The entire contents of the data area are laid out in the index area, including free spaces. While the exact structure of the data area isn't specified, one approach that has worked well is, to quote the *RT-11 Volume and File Formats Manual (August 1991)* manual, to "allocate for the [new extent] either one-half the largest space available, or the second largest space, whichever is bigger."
## Metadata structures
### Superblock
The superblock holds some basic data about the filesystem and index.
- "rtfs" as a string, for identification
- 1 byte representing a version, currently 1
- 4 bytes representing the index size, in entries.

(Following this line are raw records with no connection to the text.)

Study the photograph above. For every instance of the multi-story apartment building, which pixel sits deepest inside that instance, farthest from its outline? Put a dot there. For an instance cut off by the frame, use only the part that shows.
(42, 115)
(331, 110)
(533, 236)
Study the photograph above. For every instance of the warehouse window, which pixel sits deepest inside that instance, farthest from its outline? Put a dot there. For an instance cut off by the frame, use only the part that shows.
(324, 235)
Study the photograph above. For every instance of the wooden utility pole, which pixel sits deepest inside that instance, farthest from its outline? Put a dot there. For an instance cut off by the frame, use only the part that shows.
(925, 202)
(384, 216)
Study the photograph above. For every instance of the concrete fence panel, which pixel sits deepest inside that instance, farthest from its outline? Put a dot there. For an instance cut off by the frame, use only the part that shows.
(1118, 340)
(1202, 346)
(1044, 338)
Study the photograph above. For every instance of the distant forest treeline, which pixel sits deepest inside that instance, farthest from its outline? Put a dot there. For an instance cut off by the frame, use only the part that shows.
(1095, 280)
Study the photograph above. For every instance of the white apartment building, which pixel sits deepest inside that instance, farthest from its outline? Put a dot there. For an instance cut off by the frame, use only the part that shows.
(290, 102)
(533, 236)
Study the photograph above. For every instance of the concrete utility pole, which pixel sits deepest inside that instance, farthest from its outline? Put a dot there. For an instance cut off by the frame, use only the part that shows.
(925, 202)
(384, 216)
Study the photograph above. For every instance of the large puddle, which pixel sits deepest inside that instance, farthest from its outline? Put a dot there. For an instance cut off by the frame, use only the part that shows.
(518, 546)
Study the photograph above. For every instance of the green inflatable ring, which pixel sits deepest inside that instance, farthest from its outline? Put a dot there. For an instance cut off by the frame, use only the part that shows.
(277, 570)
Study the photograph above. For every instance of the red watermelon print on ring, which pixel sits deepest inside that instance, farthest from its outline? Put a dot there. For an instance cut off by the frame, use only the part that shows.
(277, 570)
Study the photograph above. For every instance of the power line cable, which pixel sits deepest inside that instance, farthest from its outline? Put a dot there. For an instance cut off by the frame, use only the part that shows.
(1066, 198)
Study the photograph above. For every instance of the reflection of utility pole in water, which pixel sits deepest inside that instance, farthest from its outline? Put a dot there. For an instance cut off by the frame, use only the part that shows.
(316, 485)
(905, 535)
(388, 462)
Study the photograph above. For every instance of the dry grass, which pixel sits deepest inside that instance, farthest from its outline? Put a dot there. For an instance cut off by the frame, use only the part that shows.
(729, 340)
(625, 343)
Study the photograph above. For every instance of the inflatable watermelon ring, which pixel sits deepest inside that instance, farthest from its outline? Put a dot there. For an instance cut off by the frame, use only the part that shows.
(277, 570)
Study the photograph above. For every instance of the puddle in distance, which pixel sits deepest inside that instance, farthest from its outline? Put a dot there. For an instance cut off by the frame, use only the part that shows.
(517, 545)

- A 18-byte null-padded string, storing the volume label.
### Index
The volume index lives at the end of the volume, and grows towards the start. It contains a description of the entire data section of the volume.
#### Entry types
The index entry type is a 4-bit number, representing one main division: whether an extent can be overwritten safely. If an extent's type is <= 7, then it can be recycled. Otherwise, it contains live data, and should be preserved. Subtracting or adding 8 to the type will turn it from one to the other. Additionally, the type is used to differentiate initial extents from secondary extents, and tell finalised files, tentative files, and directories apart.
```
local ftypes = {
empty = 0,
dfile = 1,
dfext = 2,
ddir = 3,
ddex = 4,
dtfile = 5,
dtext = 6,
dlink = 7,
unused = 8,
file = 9,
fext = 10,
dir = 11,
dex = 12,
tfile = 13,
text = 14,
link = 15
}
```
#### Index entry
Each index entry describes an extent, or filesystem object that doesn't take up any data space, like a symlink or directory without tags.
- 4 bits of entry type
- 3 bits of reserved flags
- 9 bits of extent ID
- In the case of an initial extent (that is, type file, tfile, dfile, dir, or ddir), this represents the number of extents contained within the file.
- In the case of secondary extents (fext, text, dfext, ddex), this represents its position within the file.
- In the case of a link (or dlink), the first bit specifies whether this is the source or destination path, and the rest is a unique ID to associate it with another index entry containing the other path.
- 32 bits representing the sector which the extent starts in.
- 32 bits representing the length of the extent, in bytes.
- 46 bytes containing the full path to the file within the filesystem, null padded.